En Ternopil, une commission médicale démantelée pour avoir vendu quelque 1 000 faux certificats d'exemption de mobilisation
Les forces de l'ordre de la région de Ternopil, en Ukraine, ont démantelé un réseau organisé autour de la commission médico-consultative d'un hôpital de district. Entre 2024 et 2026, les médecins auraient délivré environ 1 000 conclusions médicales falsifiées, vendues entre 6 000 et 12 000 dollars pièce, permettant à des hommes d'obtenir des exemptions de mobilisation. Quatre médecins et deux intermédiaires ont été informés des charges retenues contre eux.
L'essentiel
- Démantèlement dans la région de Ternopil d'une commission médico-consultative (LKK) d'un hôpital de district pour falsification en série de certificats médicaux
- Le schéma a fonctionné de 2024 à 2026, avec environ 1 000 conclusions falsifiées émises sur la période
- Chaque document était vendu entre 6 000 et 12 000 dollars
- Quatre médecins et deux intermédiaires ont été informés des charges : obstruction aux activités légales des Forces armées ukrainiennes, faux officiel et, pour le chef de la LKK, aide au passage illégal de la frontière
- Les faux certificats concernaient l'état de santé de proches de conscrits et la nécessité de soins constants par un tiers, motifs ouvrant droit à un report de mobilisation
- Le Bureau du procureur général a publié l'information le jeudi 17 septembre
- L'enquête vérifie l'implication éventuelle d'autres personnes, dont des employés de l'hôpital et des responsables d'autres institutions
Pourquoi c’est important
Avec près de 1 000 conclusions falsifiées émises sur environ deux ans et la totalité d'une commission médico-consultative d'hôpital de district mise en cause, l'affaire dépasse le cas individuel et met en lumière une corruption systémique portant atteinte au système de mobilisation ukrainien.

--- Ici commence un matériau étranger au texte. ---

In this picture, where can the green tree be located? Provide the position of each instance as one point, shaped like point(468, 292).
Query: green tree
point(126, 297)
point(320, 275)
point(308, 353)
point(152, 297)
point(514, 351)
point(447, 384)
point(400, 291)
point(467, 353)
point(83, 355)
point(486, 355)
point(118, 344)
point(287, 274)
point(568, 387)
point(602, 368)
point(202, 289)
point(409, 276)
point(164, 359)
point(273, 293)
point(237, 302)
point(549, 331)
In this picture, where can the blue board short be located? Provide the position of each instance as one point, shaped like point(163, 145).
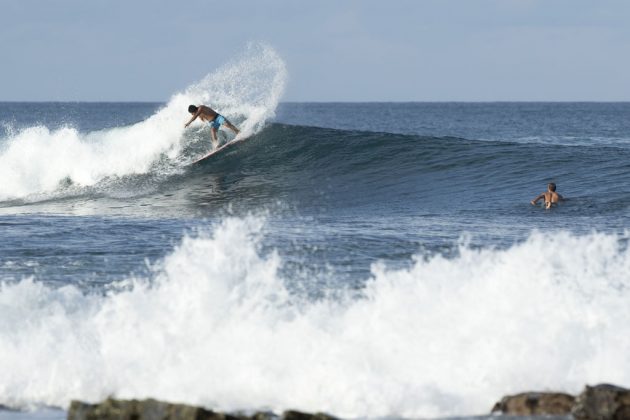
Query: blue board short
point(218, 120)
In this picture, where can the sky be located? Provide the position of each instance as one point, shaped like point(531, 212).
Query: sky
point(335, 50)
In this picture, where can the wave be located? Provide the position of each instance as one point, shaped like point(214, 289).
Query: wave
point(216, 324)
point(37, 161)
point(315, 166)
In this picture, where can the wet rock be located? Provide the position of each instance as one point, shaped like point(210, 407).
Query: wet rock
point(112, 409)
point(141, 410)
point(298, 415)
point(535, 404)
point(602, 402)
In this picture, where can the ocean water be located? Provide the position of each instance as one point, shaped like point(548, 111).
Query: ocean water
point(363, 259)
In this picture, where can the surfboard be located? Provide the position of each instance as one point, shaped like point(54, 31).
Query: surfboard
point(217, 150)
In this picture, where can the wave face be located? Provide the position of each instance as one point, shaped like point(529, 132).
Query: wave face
point(36, 161)
point(216, 324)
point(370, 171)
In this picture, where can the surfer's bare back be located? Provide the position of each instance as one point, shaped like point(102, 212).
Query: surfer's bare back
point(551, 197)
point(213, 118)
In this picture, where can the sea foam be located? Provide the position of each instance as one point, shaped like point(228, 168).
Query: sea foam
point(36, 161)
point(215, 324)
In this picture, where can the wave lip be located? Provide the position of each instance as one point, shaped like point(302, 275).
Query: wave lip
point(36, 160)
point(216, 325)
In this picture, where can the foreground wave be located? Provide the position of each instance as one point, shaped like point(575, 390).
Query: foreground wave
point(216, 324)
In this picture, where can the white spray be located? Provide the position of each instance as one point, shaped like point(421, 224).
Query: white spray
point(35, 160)
point(215, 325)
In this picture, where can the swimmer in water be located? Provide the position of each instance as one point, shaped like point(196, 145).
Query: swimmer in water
point(550, 196)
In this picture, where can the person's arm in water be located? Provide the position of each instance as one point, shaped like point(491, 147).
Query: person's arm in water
point(194, 117)
point(537, 199)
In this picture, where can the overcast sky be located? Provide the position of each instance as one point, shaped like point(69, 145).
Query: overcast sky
point(335, 50)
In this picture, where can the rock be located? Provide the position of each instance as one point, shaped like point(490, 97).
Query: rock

Les prix pratiqués — de 6 000 à 12 000 dollars par document — révèlent une véritable activité commerciale. Surtout, le chef de la LKK est également poursuivi pour avoir facilité le passage illégal de la frontière à des conscrits, ce qui montre que le réseau ne se limitait pas à la production de paperwork, mais organisait aussi la sortie du territoire.
Ce qui s’est passé
Les forces de l'ordre de la région de Ternopil ont mis au jour un système de falsification organisé au sein de la commission médico-consultative (LKK) d'un hôpital de district. Le chef de cette commission a impliqué trois autres médecins de la LKK ainsi que deux intermédiaires, qui recrutaient des « clients » dans leur entourage. Entre 2024 et 2026, les médecins ont rédigé des conclusions contenant de fausses informations sur l'état de santé de proches de conscrits et sur la nécessité de soins constants par un tiers, afin de permettre à des hommes d'obtenir un report de mobilisation. Le tarif par dossier se situait entre 6 000 et 12 000 dollars, et environ 1 000 conclusions de ce type ont été émises sur la période. Des perquisitions aux domiciles et lieux de travail des médecins et des intermédiaires ont permis de saisir de la documentation médicale, des téléphones portables et d'autres pièces. Quatre médecins ont été informés de soupçons pour obstruction aux activités légales des Forces armées ukrainiennes et faux en écriture publique commis en concertation préalable par un groupe (article 114-1 §1, article 28 §2, article 366 §1 du Code pénal ukrainien). Le chef de la LKK fait également l'objet de poursuites pour avoir facilité le passage illégal de conscrits à travers la frontière de l'État (article 332 §2). Un intermédiaire est poursuivi sur la base de l'article 114-1 §1 ; le second, notifié par contumace, est poursuivi pour trafic d'influence (article 369-2 §3). Un tribunal a déjà choisi des mesures préventives pour les quatre médecins et l'un des intermédiaires. L'enquête se poursuit pour établir l'implication éventuelle d'autres personnes, dont des employés de l'hôpital et des responsables d'autres institutions de l'État.
Ce qu’en disent les sources ukrainiennes
Les trois sources ukrainiennes présentent l'affaire comme un succès des forces de l'ordre contre une corruption systémique qui fragilise la mobilisation. Le Bureau du procureur général et le parquet régional de Ternopil sont cités comme sources autoritatives. La couverture met l'accent sur les poursuites pénales, l'ampleur présumée du système de falsification et le rôle des intermédiaires dans le recrutement des clients.
Contexte
En Ukraine, les commissions médico-consultatives (LKK) rendent des avis qui peuvent ouvrir droit à un report de mobilisation, notamment lorsqu'un homme doit s'occuper d'un proche malade. L'obstruction aux activités légales des Forces armées ukrainiennes (article 114-1) est une infraction introduite en temps de guerre et passible de peines lourdes.